India variant shows resistance to antibody drugs, vaccines
Antibody drugs and COVID-19 vaccines are less effective against a coronavirus variant that was first detected in India, according to researchers. The variant, known as B.1.617.2, has mutations that make it more transmissible. It is now predominant in some parts of India and has spread to many other countries. A multicenter team of scientists in France studied a B.1.617.2 variant isolated from a traveler returning from India. Compared to the B.1.1.7 variant first identified in Britain, the India variant was more resistant to antibody drugs, although three currently approved drugs still remained effective against it, they found. Antibodies in blood from unvaccinated COVID-19 survivors and from people who received both doses of the Pfizer/BioNTech vaccine were 3-fold to 6-fold less potent against the India variant than against the UK variant and a variant first identified in South Africa, according to a report posted on Thursday on the website bioRxiv ahead of peer review. The two-dose AstraZeneca vaccine, which does not protect against the South Africa variant, is likely to be ineffective against the India variant as well. Antibodies from people who had received their first dose "barely inhibited" this India variant, said study co-author Olivier Schwartz of Institut Pasteur. The study, Schwartz added, shows that the rapid spread of the India variant is associated with its ability to "escape" the effect of neutralizing antibodies.
New antibody drug keeps mild COVID-19 from worsening
An antibody drug from Vir Biotechnology and GlaxoSmithKline that protects against progression of COVID-19 in high-risk patients with mild to moderate disease received emergency use authorization by the U.S. Food and Drug Administration on Wednesday. In a large randomized trial, patient risk of progression to more severe illness was reduced by 85% with the drug, sotrovimab, compared to a placebo, according to an interim report from the trial posted on Friday on the medRxiv website in advance of peer review. Everyone in the trial had risk factors for severe COVID-19 such as heart disease, diabetes, obesity and old age. Three of 291 patients (1%) in the sotrovimab group became sick enough to be hospitalized, versus 21 of 292 (7%) in the placebo group, researchers said. All five patients who needed to be admitted to intensive care received placebo, they reported. Serious complications were less common with sotrovimab than with placebo, they added. The antibody treatment will be available for COVID-19 patients in the coming weeks, GSK and Vir said on Wednesday.
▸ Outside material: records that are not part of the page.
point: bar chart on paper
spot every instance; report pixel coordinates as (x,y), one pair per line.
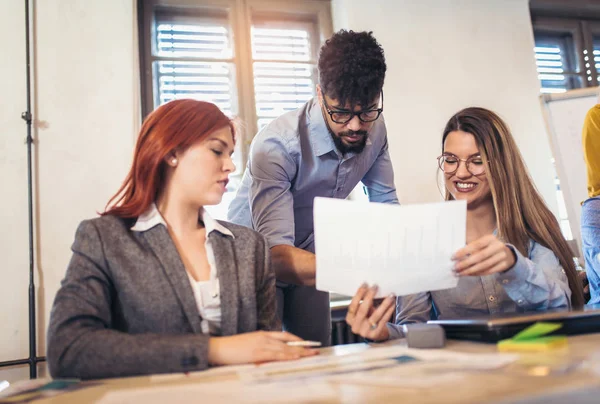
(402,249)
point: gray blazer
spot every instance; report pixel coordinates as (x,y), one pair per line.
(126,306)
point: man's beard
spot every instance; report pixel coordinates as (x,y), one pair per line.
(344,148)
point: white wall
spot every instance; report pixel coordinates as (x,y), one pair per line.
(86,95)
(442,56)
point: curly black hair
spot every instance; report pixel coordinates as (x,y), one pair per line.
(352,67)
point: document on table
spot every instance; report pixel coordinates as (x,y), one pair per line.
(383,362)
(402,249)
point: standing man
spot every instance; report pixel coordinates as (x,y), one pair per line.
(325,148)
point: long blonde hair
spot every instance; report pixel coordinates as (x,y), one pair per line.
(521,213)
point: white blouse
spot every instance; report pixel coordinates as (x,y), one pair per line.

Joint and muscle disease drugs may limit vaccine response
The COVID-19 vaccines from Pfizer/BioNTech and Moderna may be less effective in patients taking immunosuppressant drugs for rheumatic and musculoskeletal diseases, researchers said. "While additional research is required, patients on immunosuppressants should be aware that they may not be fully protected against COVID even after full vaccination. Therefore, patients should talk to their providers before relaxing precautions," said Dr. Julie Paik of Johns Hopkins University School of Medicine in Baltimore. In an earlier study, her team found that most patients with rheumatic and musculoskeletal diseases do respond appropriately to the vaccines. Looking more closely at 20 people whose immune systems did not respond well - that is, no antibodies were detectable after vaccination - the researchers found that most were receiving multiple immunosuppressive agents. "A unifying factor" among the patients was their use of medications such as rituximab and mycophenolate mofetil that affect immune cells called lymphocytes that produce antibodies and help control immune responses, the researchers reported on Monday in the journal Annals of Internal Medicine. "Our study highlights the need for physicians and patients to be aware that immunosuppressants may prevent an appropriate vaccine response against SARS-CoV-2," Paik said.
Robust, coordinated immune response marks mild COVID-19
In COVID-19 patients who do not become seriously ill, the immune system reacts to the virus "robustly," with a highly coordinated response, and this coordination may be one key to ensuring a mild illness, according to researchers. Detailed studies of immune system behaviour in COVID-19 patients have focused primarily on those with moderate or severe illness and have found "uncoordinated" immune responses. The new study, posted Wednesday on the bioRxiv website ahead of peer review, "used cutting-edge methods to deeply study immune cells" in 18 patients with only mild illness, said study co-author Greg Szeto of the Allen Institute for Immunology in Seattle. In these mildly ill volunteers, the more intense the immune response in early infection, the higher the levels of antibodies in their blood after recovery, the multicenter research team found. And compared to participants who recovered, participants who had lingering troublesome symptoms - so-called Long Covid - had weaker immune responses to the virus in early infection, Szeto added. The differences the study found between mildly ill patients who did and did not develop Long Covid may help researchers devise more personalized ways to monitor immune responses to the virus and better methods for treatment, Szeto's team concluded.